When and why is the sort flag of a DataFrame grouping ignored in pd.GroupBy.apply()
? The problem is best understood with an example. In the following 4 equivalent solutions to a dummy problem, approaches 1 and 4 observe the sort flag, while approaches 2 and 3 ignore it for some reason.
import pandas as pd
import numpy as np
#################################################
# Construct input data:
cats = list("bcabca")
vals = np.arange(0,10*len(cats),10)
df = pd.DataFrame({"i": cats, "ii": vals})
# df:
# i ii
# 0 b 0
# 1 c 10
# 2 a 20
# 3 b 30
# 4 c 40
# 5 a 50
# Groupby with sort=True
g = df.groupby("i", sort=True)
#################################################
# 1) This correctly returns a sorted series
ret1 = g.apply(lambda df: df["ii"]+1)
# ret1:
# i
# a 2 21
# 5 51
# b 0 1
# 3 31
# c 1 11
# 4 41
#################################################
# 2) This ignores the sort flag
ret2 = g.apply(lambda df: df[["ii"]]+1)
# ret2:
# ii
# 0 1
# 1 11
# 2 21
# 3 31
# 4 41
# 5 51
#################################################
# 3) This also ignores the sort flag.
def fun(df):
df["iii"] = df["ii"] + 1
return df
ret3 = g.apply(fun)
# ret3
# i ii iii
# 0 b 0 1
# 1 c 10 11
# 2 a 20 21
# 3 b 30 31
# 4 c 40 41
# 5 a 50 51
#################################################
# 4) This, however, respects the sort flag again:
ret4 = {}
for key, dfg in g:
ret4[key] = fun(dfg)
ret4 = pd.concat(ret4, axis=0)
# ret4:
# i ii iii
# a 2 a 20 21
# 5 a 50 51
# b 0 b 0 1
# 3 b 30 31
# c 1 c 10 11
# 4 c 40 41
Is this a design flaw in pandas? Or is this behavior intentional? From the documentation of pd.DataFrame.groupby()
and pd.GroupBy.apply()
, I would expect solutions 2 and 3 to also take the sort flag into account. Why would they not?

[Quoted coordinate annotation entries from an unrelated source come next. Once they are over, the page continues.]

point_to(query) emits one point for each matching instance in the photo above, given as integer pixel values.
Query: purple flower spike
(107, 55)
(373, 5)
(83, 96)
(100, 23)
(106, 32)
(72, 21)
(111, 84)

(The problem was reproduced with pandas 1.2.4 and 1.4.0)
Update: A workaround for approaches 2 and 3 is to first sort the DataFrame by the grouping key. Source of inspiration: See link in the comments.
# Approach 2:
df.sort_values("i").groupby("i").apply(lambda df: df[["ii"]]+1)
# Approach 3:
df.sort_values("i").groupby("i").apply(fun)